Seqanswers Leaderboard Ad

Collapse

Announcement

Collapse
No announcement yet.
X
 
  • Filter
  • Time
  • Show
Clear All
new posts

  • Bowtie - seaching for less aligned reads

    Hello,

    I'm trying to use BOWTIE to find less aligned sequences to the mouse genome, and even better sequence that has 0 % matching.
    Is it possible via Bowtie?

    More over, I have the following read 'GAGCAAACAGAAAAACCAACCCCGGCTGATCGGAAACAGGCA' which matches 100% to chr12 in mm10 (mouse) genome. For this match (see below the results) I got maximum score.

    I don't understand why if I change 3 bases randomly in the middle, or add 4 random bases at 3'/5' it does not align the read anymore, and don't display score overthought there is still big similarity. Don't understand why it misses a short alignments (10-30 bases) in a 100 bases read for example.

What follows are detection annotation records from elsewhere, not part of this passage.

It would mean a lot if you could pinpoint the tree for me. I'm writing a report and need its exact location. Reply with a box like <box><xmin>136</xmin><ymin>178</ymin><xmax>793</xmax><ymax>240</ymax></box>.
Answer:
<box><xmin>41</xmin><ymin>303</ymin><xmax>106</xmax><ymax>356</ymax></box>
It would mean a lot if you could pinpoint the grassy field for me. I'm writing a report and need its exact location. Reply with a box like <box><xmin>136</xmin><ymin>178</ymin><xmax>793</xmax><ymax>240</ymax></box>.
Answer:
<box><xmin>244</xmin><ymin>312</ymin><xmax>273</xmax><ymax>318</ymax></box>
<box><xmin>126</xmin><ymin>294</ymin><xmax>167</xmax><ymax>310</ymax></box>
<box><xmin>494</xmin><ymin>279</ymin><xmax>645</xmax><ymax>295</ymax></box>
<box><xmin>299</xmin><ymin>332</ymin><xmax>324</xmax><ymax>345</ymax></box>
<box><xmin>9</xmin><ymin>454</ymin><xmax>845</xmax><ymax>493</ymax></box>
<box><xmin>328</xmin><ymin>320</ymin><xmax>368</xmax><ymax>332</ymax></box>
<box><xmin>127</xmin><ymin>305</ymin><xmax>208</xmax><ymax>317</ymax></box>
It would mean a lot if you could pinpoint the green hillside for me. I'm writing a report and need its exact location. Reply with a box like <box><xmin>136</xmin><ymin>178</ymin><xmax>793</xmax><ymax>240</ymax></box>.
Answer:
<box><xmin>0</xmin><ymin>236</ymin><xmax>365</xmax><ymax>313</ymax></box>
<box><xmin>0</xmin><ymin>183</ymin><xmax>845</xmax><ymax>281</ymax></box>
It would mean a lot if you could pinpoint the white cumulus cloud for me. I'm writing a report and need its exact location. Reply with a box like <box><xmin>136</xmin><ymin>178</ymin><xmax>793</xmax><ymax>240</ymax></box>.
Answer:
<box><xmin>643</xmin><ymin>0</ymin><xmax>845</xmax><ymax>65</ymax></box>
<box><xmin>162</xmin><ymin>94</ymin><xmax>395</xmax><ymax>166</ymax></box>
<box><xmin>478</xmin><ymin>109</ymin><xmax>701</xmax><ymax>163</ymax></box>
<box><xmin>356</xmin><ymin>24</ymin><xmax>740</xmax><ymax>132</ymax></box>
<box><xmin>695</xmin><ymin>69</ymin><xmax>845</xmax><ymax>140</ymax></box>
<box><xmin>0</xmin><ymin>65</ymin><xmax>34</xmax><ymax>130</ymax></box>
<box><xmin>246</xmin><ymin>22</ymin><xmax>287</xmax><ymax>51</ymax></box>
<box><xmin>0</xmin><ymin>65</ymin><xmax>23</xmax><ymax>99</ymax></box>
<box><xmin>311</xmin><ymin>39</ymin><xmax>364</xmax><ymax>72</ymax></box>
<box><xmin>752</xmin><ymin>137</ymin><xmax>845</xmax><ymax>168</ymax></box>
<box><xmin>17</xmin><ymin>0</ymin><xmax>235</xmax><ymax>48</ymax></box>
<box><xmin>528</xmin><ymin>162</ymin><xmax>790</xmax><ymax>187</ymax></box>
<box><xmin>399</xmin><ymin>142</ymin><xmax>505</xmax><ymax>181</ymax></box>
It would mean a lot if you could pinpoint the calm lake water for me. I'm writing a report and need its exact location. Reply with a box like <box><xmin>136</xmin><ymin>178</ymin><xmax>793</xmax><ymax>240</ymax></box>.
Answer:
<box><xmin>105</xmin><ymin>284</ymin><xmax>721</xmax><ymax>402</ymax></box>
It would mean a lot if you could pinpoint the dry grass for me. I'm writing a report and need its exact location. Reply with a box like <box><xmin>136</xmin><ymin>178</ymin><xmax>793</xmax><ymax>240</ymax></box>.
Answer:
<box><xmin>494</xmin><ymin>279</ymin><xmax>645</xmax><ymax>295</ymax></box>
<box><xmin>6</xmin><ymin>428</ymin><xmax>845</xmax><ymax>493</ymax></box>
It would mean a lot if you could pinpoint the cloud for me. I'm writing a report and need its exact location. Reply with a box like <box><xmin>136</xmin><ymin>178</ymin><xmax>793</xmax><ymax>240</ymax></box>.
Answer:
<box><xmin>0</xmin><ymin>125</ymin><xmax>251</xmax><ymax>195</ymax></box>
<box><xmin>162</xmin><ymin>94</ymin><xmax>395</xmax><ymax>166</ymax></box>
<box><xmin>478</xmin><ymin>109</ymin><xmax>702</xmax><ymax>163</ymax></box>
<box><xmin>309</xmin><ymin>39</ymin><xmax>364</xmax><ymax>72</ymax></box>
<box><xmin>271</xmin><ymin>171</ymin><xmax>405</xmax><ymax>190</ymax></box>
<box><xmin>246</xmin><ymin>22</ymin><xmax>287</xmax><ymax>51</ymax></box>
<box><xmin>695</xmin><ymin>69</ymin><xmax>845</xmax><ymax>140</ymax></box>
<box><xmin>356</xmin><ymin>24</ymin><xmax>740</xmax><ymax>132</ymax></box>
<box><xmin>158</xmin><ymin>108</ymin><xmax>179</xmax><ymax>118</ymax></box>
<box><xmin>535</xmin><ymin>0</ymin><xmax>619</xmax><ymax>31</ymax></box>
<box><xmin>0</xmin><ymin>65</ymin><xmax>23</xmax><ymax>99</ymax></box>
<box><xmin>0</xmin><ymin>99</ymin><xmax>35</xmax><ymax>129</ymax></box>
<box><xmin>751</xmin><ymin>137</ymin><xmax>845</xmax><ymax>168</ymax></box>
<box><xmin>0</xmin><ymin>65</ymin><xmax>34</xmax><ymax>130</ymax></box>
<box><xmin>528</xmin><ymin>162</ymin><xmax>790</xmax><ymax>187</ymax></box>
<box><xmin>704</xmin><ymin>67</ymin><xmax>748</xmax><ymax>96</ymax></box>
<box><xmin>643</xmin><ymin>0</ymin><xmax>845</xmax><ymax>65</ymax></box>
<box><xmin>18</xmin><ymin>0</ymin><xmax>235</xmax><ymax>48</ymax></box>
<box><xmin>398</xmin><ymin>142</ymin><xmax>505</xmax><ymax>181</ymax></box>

    The command I used was:

    CL:"C:\bowtie2\bowtie2-align-s.exe --wrapper basic-0 --local -N 1 -L 2 --gbar 100 --ma 2 --mp 0,0 --score-min L,0,0 -x D:/Augmanity/index/mm10 -f C:/bowtie2/reads/100LengthReads.fa --passthrough"

    Attached the results:
    Mouse-exact_seq 0 chr12 56691388 44 42M * 0 0 GAGCAAACAGAAAAACCAACCCCGGCTGATCGGAAACAGGCA IIIIIIIIIIIIIIIIIIIIIIIIIIIIIIIIIIIIIIIIII AS:i:84 XN:i:0 XM:i:0 XO:i:0 XG:i:0 NM:i:0 MD:Z:42 YT:Z:UU
    Mouse-3_add_bases 4 * 0 0 * * 0 0 GAGCAAACAGAAAAACCAACCCCGGCTGATCGGAAACAGGCATTT IIIIIIIIIIIIIIIIIIIIIIIIIIIIIIIIIIIIIIIIIIIII YT:Z:UU
    Mouse-4-mismatches 4 * 0 0 * * 0 0 GAGCAAACAGAAAAACCAAAAAAGGCTGATCGGAAACAGGCA IIIIIIIIIIIIIIIIIIIIIIIIIIIIIIIIIIIIIIIIII YT:Z:UU


    I will appreciate any help. Thank you.
    Anastasia
    Last edited by Nastya; 08-30-2015, 11:47 PM.

  • #2
    If you need a tool to separate sequences that are NOT aligning to the mouse genome then look at BBSplit.sh as an option: http://seqanswers.com/forums/showthread.php?t=41288

    Comment


    • #3
      bbMap - Getting started

      Hi,
      Thank you!

      I'm quite new with these programs, so have many basic questions
      If I understood correctly, the reads that won't aligned to the mouse genome should be found in clean.fq file.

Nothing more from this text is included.